The Independent: Why do Bond villains need facial scars?
Victoria Wright talks about the unrelenting trope of the villain maid evil by a facial disfigurement.
Feminist Philosophers: Moving Beyond The Stereotypes
Posts on disability at Feminist Philosophers are a touch disappointing, but the comments thread under this post contains many recommendation for good fictional writing with disabled characters.
I stand by own posts about 10 Things Fiction Writers Need to Remember About Disability (1-5)
These are mostly about addressing common mistakes or assumptions about the lives and behaviour of disabled people including sexuality, attitude towards impairment, the practicalities of life and megalomania. Again, the comments contain some good stuff too. I've also got a Fiction tag which has some other posts on disability and fiction.
The following links are all courtesy of chordatesrock - Thanks!
Rabbit Lord Of The Undead on how hallucinations & delusions are nothing like on TV
An excellent and personal explanation of one person's experience of hallucinations and delusions, which are, of course nothing like you see on TV or film.

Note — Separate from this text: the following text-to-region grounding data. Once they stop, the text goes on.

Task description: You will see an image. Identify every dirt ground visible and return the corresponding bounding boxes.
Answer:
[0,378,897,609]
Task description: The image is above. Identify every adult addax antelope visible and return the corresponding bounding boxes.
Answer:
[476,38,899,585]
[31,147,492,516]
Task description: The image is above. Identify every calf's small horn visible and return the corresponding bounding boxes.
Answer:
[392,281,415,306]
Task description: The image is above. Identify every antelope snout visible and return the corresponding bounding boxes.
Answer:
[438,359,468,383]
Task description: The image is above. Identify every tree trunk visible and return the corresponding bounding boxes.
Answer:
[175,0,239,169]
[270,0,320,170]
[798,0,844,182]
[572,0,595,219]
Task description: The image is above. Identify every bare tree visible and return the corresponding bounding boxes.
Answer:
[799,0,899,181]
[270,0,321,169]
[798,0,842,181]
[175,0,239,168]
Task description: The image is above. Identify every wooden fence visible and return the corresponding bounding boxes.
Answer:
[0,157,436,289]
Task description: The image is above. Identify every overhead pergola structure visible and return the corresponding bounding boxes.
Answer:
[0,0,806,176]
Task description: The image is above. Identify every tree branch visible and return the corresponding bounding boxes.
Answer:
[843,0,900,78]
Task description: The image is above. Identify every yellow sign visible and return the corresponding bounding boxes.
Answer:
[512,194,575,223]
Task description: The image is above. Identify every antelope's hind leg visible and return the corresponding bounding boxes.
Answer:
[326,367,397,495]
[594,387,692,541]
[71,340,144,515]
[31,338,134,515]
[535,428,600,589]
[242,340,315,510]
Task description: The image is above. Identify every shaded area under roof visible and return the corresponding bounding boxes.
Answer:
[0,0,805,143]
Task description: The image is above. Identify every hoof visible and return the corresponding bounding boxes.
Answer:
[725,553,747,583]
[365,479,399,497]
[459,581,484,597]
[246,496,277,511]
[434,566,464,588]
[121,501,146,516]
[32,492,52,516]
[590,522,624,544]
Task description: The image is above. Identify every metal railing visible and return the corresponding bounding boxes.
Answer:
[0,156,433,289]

kestrell: What Good Writers Still Get Wrong About Blind People Part 1, Part 2 and Part 3
Three detailed essays on blind characters in fiction, as well as general stereotypes and misconceptions about blind people and their abilities.
katta: Some Clues on How Not To Write Deaf Characters.
A critique of the common mistakes that writers make when writing deaf characters, with a particular focus on American Sign Language (although I'm sure the same applies to BSL etc - it's about meaning, not words).
The 32nd Flavor: A House Rant, As Promised
Milkshake writes in detail about the character of House and some of the impossible things fanfic-writers want that character to do, including activities that would need a great number of pillows.
Right, what have I forgotten or not seen yet? Yes, my criteria is fairly loose.